But after the program learned at the end of July that it would lose its lease at 959 12th St., in West Oakland, its entire mission could be in jeopardy.

Finding an affordable lease at a time when building rents are soaring and nonprofits are increasingly being displaced from Oakland has proved to be difficult. East Bay Children’s Book Project Director Ann Katz said she has looked at more than 20 places to move into but has yet to locate an affordable space that has enough room for more than 20,000 books. With its monthly donations, the nonprofit can afford to pay about $1 per square foot.

Katz recently told some teachers that she was unsure if the program would make it through the end of the year. They were almost in tears.

Gaston Evans, who runs a nonprofit serving needy children in Oakland called We Tha People, said that while there are a few libraries around the city’s low-income communities, they’re not usually near the kids who need them.

As he looked through the books at the East Bay Children’s Book Project to bring to his nonprofit’s book bank, he came upon a box that had three copies of The Hunger Games books.

“Some of the kids I work with have heard of The Hunger Games,” he said. “But they’ve never actually seen” the books.

His sentiment was shared by most of the teachers and social workers who were searching through the nonprofit’s thousands of books that Thursday afternoon.

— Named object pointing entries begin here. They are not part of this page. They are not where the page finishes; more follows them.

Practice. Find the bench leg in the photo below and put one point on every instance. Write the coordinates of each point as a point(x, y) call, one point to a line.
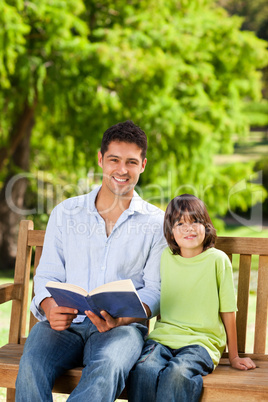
point(10, 395)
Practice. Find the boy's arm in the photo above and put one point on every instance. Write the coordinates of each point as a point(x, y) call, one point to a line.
point(230, 328)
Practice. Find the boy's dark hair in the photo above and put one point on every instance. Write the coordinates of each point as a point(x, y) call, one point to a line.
point(125, 132)
point(190, 206)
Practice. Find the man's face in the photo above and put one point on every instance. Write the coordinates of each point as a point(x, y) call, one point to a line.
point(122, 165)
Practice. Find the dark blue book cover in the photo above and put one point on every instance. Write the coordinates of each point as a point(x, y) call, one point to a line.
point(118, 302)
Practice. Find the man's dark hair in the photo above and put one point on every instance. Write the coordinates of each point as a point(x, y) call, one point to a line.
point(191, 207)
point(125, 132)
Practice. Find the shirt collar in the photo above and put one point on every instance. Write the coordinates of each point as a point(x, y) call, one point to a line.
point(136, 205)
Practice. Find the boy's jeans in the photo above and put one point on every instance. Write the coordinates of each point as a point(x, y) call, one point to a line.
point(107, 358)
point(162, 374)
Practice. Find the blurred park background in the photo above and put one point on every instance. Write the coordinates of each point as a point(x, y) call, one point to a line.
point(193, 74)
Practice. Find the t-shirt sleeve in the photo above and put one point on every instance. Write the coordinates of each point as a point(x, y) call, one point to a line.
point(227, 297)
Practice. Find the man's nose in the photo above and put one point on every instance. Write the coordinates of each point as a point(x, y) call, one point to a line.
point(122, 169)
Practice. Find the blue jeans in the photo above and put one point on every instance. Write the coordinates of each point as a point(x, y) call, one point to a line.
point(107, 359)
point(162, 374)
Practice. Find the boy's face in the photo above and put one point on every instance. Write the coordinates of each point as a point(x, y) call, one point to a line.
point(189, 235)
point(122, 165)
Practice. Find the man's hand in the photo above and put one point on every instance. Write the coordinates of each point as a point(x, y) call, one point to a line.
point(108, 323)
point(60, 318)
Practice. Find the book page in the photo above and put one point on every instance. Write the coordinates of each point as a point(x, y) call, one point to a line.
point(67, 286)
point(125, 285)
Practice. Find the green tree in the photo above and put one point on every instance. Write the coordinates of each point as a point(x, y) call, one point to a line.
point(181, 70)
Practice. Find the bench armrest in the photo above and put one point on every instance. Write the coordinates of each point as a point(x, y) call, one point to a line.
point(10, 291)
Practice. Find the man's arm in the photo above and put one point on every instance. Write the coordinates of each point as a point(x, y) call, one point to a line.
point(60, 318)
point(110, 322)
point(230, 328)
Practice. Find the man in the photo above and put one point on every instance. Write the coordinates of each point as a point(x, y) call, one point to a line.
point(106, 235)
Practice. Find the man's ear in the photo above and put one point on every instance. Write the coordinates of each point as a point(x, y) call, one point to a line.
point(143, 165)
point(100, 159)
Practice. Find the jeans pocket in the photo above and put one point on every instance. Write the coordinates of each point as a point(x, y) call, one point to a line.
point(146, 352)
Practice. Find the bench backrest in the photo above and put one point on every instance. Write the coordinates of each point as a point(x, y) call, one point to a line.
point(244, 247)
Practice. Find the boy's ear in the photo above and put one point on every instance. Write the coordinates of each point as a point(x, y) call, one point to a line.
point(100, 159)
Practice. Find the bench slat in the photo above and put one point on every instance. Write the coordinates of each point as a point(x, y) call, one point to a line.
point(242, 245)
point(242, 301)
point(10, 291)
point(262, 306)
point(223, 384)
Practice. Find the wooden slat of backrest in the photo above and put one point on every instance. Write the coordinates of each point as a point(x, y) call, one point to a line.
point(242, 301)
point(262, 306)
point(243, 245)
point(38, 252)
point(22, 276)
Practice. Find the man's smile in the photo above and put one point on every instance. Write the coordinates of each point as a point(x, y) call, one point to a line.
point(120, 180)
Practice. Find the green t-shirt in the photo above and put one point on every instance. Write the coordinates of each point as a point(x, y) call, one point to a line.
point(193, 293)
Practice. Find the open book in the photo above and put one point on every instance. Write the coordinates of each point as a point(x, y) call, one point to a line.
point(119, 298)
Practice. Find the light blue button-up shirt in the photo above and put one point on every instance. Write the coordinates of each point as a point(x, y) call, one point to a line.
point(78, 251)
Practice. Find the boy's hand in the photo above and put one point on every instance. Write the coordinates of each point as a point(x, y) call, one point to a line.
point(244, 363)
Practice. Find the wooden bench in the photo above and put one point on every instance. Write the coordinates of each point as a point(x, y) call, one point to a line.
point(224, 384)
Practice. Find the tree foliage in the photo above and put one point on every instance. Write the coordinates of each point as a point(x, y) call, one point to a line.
point(180, 69)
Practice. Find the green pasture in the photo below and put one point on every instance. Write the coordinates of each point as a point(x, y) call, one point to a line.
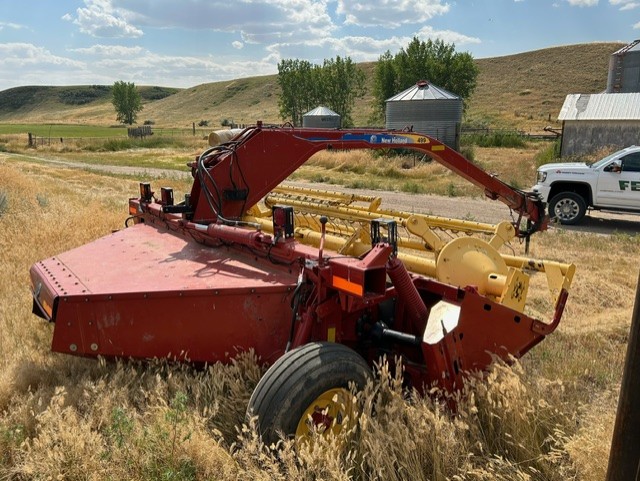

Linda Grayson, a special education teacher at Martin Luther King Jr. Elementary school, said that many of the students she teaches have never owned their own book before. She lets them pick one out every Thursday to build their personal libraries.

It’s for students like Grayson’s that Katz and a group of other retired teachers started the East Bay Children’s Book Project 12 years ago. They began by giving away the books they had collected for their class libraries over the years at the Grand Lake Neighborhood Center, and the nonprofit took off from there.

“It just kept growing and growing,” Katz said. (The Express named the nonprofit Best Charity in the East Bay in 2013.)

As the program became more popular among teachers, it started to get more donations from local bookstores and community members.

In 2009, the project became too big to remain in the Grand Lake Neighborhood Center. It moved around over the next few years, operating out of Lotus Bloom Family Resource Center and Mosswood Park before finally settling at West Oakland’s Bethlehem Lutheran Church.

Katz thought that the project would stay there forever. East Bay Children’s Book Project gave the building a new paint job, built a ramp to make the program ADA-accessible, and moved in thousands of books.

But at the end of July, Katz received a letter from Bethlehem Lutheran officials stating that East Bay Children’s Book Project had three months to move out. Church officials offered no explanation as to why they chose not to renew the nonprofit’s lease and declined to comment on the subject to the Express.

Pastor Linda Boston, who originally spearheaded the effort to secure the nonprofit space at Bethlehem Lutheran when she worked at the church, said East Bay Children’s Book Project is about providing children in the surrounding community a better future.

According to The Literacy Project Foundation, 85 percent of juvenile offenders have problems reading. The California Assessment of Student Performance and Progress found that, in 2016, 69 percent of students tested by Oakland Unified School District did not meet state literacy standards.

It’s unfortunate, Boston said, that the church didn’t share her same vision for the program after she left two years ago. “For a kid to have their own free book handed to them that doesn’t have somebody else’s name in it, somebody’s else’s scribbling in it –– that’s a big deal” Boston said. “It would be a big loss to the children of Oakland and the city of Oakland if the project is no longer there.”

Second grade teachers Jaine Kopp and Judy Washington, who work at Martin Luther King Jr. Elementary School, know what that loss would look like. Taking home books is the highlight of some of their students’ weeks — and books from East Bay Children’s Book project have been there to comfort them in tough times.

When one child’s father passed away, Kopp said, the class read Badger’s Parting Gifts –– the story of a badger who leaves presents to all his friends to remember him by after he dies. After they read it, Kopp said, the students were moved and all shared something emotional for them.

“We’re blessed to have this place,” Washington said.

“There’s nothing like this anywhere,” Kopp added.